Figure 2. Characterization of secreted α-syn.

(A) Medium fractionation scheme. (B) Secreted α-syn was soluble. Differential centrifugation was performed with conditioned medium from HEK293T cells transfected with DNAJC5 and α-syn. Alix and CD9, exosome markers. PDI, an endoplasmic reticulum (ER) marker, was used as exosome-negative control. (C) Gel filtration fractionation of medium. Conditioned medium was concentrated and subjected to gel filtration fractionation. Fractions were evaluated by anti-α-syn immunoblot. (D) Chromatograms of tandem α-syn monomer (blue curve), dimer (green curve), and tetramer (red curve) were overlaid. In comparison, the relative intensity of secreted α-syn in each fraction was plotted as blue bars. (E) Schematic diagram of co-immunoprecipitation (co-IP) of secreted α-syn and FLAG-α-syn. Shown here is possible interaction between α-syn (blue circle) and FLAG-α-syn (yellow circle) in a representative tetrameric conformation. (F) Anti-FLAG immunoprecipitation (FLAG-IP) of media from cells transfected with indicated plasmids. Both the medium input and FLAG-IP samples were evaluated with anti-α-syn immunoblot (anti-α-syn WB).

Figure 2—figure supplement 1. Solubility of secreted α-syn variants.
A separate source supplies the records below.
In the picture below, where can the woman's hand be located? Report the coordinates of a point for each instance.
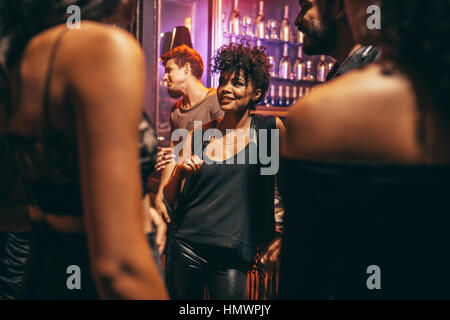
(191, 165)
(271, 258)
(165, 157)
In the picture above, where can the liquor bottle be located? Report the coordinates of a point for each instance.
(247, 24)
(279, 100)
(260, 25)
(224, 24)
(307, 91)
(285, 29)
(299, 65)
(322, 69)
(272, 26)
(272, 96)
(272, 68)
(287, 96)
(284, 70)
(294, 95)
(330, 66)
(235, 19)
(309, 75)
(265, 102)
(258, 43)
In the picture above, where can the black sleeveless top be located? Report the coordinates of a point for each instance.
(48, 163)
(343, 218)
(230, 205)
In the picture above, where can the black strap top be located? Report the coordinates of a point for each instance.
(340, 219)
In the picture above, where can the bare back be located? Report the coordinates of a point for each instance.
(364, 116)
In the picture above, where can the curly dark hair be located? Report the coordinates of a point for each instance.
(20, 20)
(253, 61)
(416, 33)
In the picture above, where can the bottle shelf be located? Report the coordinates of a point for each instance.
(306, 83)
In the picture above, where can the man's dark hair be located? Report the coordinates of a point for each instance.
(184, 54)
(417, 35)
(253, 61)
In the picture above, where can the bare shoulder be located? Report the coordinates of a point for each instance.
(364, 115)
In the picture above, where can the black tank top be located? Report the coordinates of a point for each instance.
(340, 219)
(229, 205)
(48, 163)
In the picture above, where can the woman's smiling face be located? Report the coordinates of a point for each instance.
(234, 94)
(A) Medium fractionation of secreted α-syn PD mutants (A30P, E46K, and A53T). After differential centrifugation of medium, supernatant (10ks and 100ks) and pellet fractions (100kp) were evaluated by immunoblot. (B) Medium fractionation of basal secreted Nluc-α-syn without DNAJC5 overexpression. Similar fractionation assay was performed in (A) with medium from HEK293T cells transfected with Nluc-α-syn alone. Secreted Nluc-α-syn was quantified with a nanoluciferase assay. AU, arbitrary unit.

Figure 2—figure supplement 2. DNAJC5 enriched in buoyant EV fraction.
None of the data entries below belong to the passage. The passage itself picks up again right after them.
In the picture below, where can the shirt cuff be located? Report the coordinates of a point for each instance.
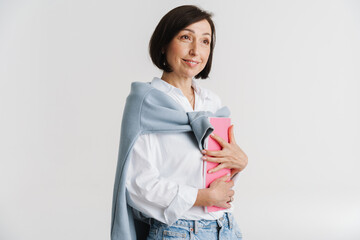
(183, 201)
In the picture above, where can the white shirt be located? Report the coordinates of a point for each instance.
(166, 170)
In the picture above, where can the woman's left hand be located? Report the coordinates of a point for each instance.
(230, 156)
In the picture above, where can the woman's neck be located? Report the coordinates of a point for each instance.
(184, 84)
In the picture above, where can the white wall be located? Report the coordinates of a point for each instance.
(289, 71)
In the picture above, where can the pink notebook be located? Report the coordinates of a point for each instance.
(221, 128)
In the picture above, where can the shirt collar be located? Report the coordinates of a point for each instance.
(166, 87)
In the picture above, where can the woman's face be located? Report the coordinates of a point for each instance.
(188, 52)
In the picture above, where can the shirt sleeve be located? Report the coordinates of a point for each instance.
(151, 193)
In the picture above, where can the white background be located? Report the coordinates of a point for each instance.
(288, 70)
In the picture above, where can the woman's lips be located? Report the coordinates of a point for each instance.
(191, 63)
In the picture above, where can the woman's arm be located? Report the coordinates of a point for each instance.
(231, 156)
(218, 194)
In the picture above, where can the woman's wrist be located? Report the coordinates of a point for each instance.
(204, 198)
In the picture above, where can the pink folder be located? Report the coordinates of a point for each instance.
(221, 128)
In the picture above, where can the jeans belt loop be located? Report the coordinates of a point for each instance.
(229, 216)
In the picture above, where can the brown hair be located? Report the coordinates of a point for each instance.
(170, 25)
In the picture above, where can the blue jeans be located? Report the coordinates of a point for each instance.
(225, 228)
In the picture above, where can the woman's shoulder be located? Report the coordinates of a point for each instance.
(208, 95)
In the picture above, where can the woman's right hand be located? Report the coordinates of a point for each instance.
(220, 192)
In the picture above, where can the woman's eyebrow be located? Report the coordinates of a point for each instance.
(194, 31)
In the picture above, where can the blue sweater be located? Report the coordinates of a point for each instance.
(149, 110)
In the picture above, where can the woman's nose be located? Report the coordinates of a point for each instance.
(194, 49)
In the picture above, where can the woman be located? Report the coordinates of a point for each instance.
(159, 180)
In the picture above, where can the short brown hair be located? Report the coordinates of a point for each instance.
(170, 25)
(A) Schematic diagram of EV flotation protocol. Briefly, high-speed pellet fractions of growth medium were resuspended in 60% sucrose buffer and overlaid sequentially with 40% and 10% sucrose buffer. The tubes were centrifuged at 150,000 (150k)×g at 4°C for overnight. Buoyant EVs floated at the 10%/40% sucrose interface, separated from other insoluble materials. (B) Immunoblots across the sucrose step gradient. DNAJC5 as well as other classical exosome markers (Flot-2, CD63, and CD9) were highly enriched in fractions 4–6 at the 10%/40% interface.
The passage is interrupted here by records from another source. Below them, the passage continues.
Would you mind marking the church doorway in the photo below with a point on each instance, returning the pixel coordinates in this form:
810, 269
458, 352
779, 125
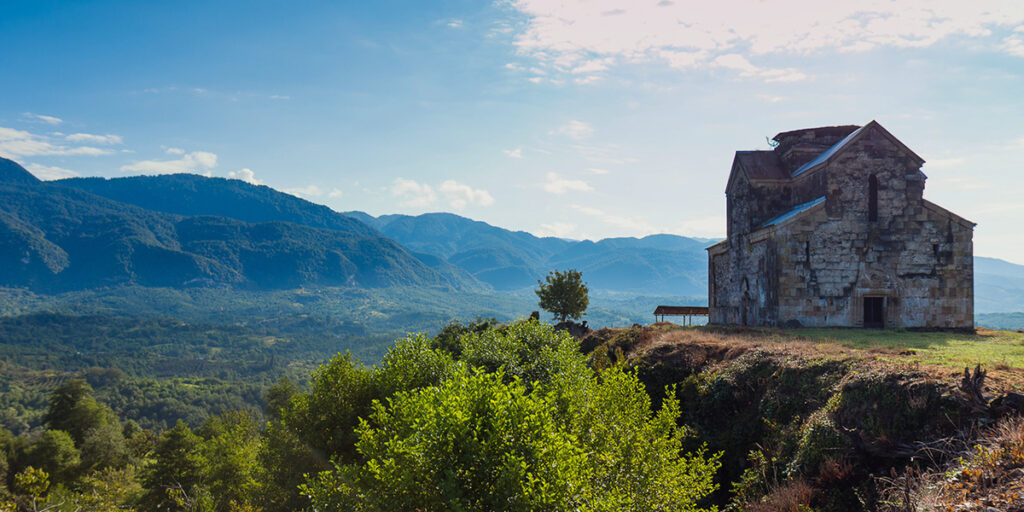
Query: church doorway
875, 312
Figure 2—figure supplement 3. Assessment of tandem α-syn oligomers by gel filtration chromatography.

(A) Chromatogram of purified tetrameric α-syn tandem oligomer (α-syn-α-syn-α-syn-α-syn). (B) Coomassie-blue stained SDS-PAGE of fractions from gel filtration of tetramericα-syn tandem oligomer (α-syn-α-syn-α-syn-α-syn). (C) Chromatogram of purified dimeric α-syn tandem oligomer (α-syn-α-syn). (D) Coomassie-blue stained SDS-PAGE of fractions from gel filtration of dimericα-syn tandem oligomer (α-syn-α-syn). (E) Chromatogram of purified WT α-syn (α-syn). (F) Coomassie-blue stained SDS-PAGE of fractions from gel filtration of WTα-syn (α-syn).